The movie scene that always makes Ana de Armas cry: “It kills me every time”

If there’s one thing you can count on Pixar to do, it’s obliterate audiences through the most singularly devastating scenes of all time. The beloved animation studio has held our hearts in their hands since the very beginning, possessing the unique ability to create stories that flit through the entire spectrum of human feeling, making films that are life-affirming, nostalgic and completely crushing.

As a child, their stories wash over you and lull you into a state of blissful peace, but as an adult, it’s an entirely different story – the opening to Up or final door scene in Monsters Inc will leave you a complete snivelling wreck, wondering how you ever mustered the strength to withstand this level of emotional terrorism as a child.

But despite this, we keep going back, feeling comforted by the stories we loved as children and returning to the familiarity of the characters who sparked our love for film in the first place. It could be the timeless ensemble cast of Toy Story, the ingenious casting of a real-life rat in Ratatouille or the hidden reference to The Shining in Finding Nemo, but regardless, Pixar films have become a cure-all for the pains of adult life, even if they make us cry in the process. It’s for this reason that Ana de Armas is such a huge fan of the studio, describing the one scene from their work that always brings on the water works.

The day that a film was pitched, which took place inside the human mind, with the characters voicing the different emotions in our brain, cinematic history was made. Inside Out is perhaps one of the most profound and revolutionary films from Pixar’s filmography, with the studio finding a way for young people to articulate their feelings through the concepts created in the film and allow adults to reminisce on the memories and experiences that best define who we are. 

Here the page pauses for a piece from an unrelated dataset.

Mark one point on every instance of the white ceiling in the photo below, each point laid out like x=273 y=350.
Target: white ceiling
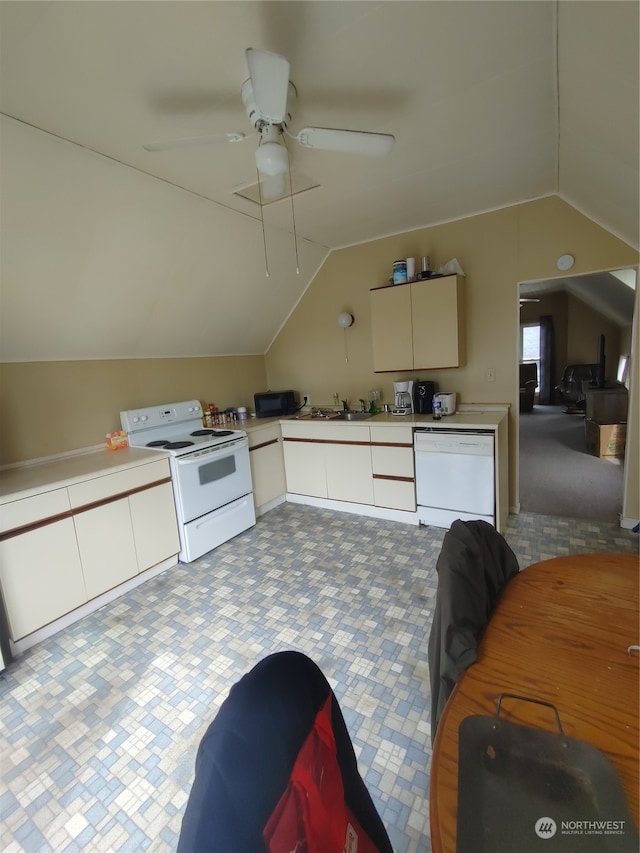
x=468 y=88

The idea of personality island and core memories is one that still lingers in our collective lingo, allowing us to get in touch with a deeper part of ourselves and visualise it in a way we couldn’t before. But while it might be helpful on an emotional level and also highly entertaining, it can also bring up bittersweet memories relating to parts of ourselves that have been lost and people who have left our lives along the way.

When discussing this, de Armas described the moment that truly got to her, saying, “I cry and am very emotional with everything, I probably cry every day watching something. But I think, you know the scene in Inside Out when Bing Bong and Joy are trying to get on the rocket and just go up, and he lets himself off the rocket, and he just stays there and disappears. It kills me every time”. 

It’s a moment that destroyed audiences all over the world, with people joining together in their misery over Bing Bong’s death and the struggles that Joy faces to prevent Riley from becoming completely depressed and emotionally desolate. While we might feel snippets of intense joy and comfort through Pixar movies, they also know how to appeal to the inner child and completely destroy it, leaving us feeling as fragile as de Armas did after watching it.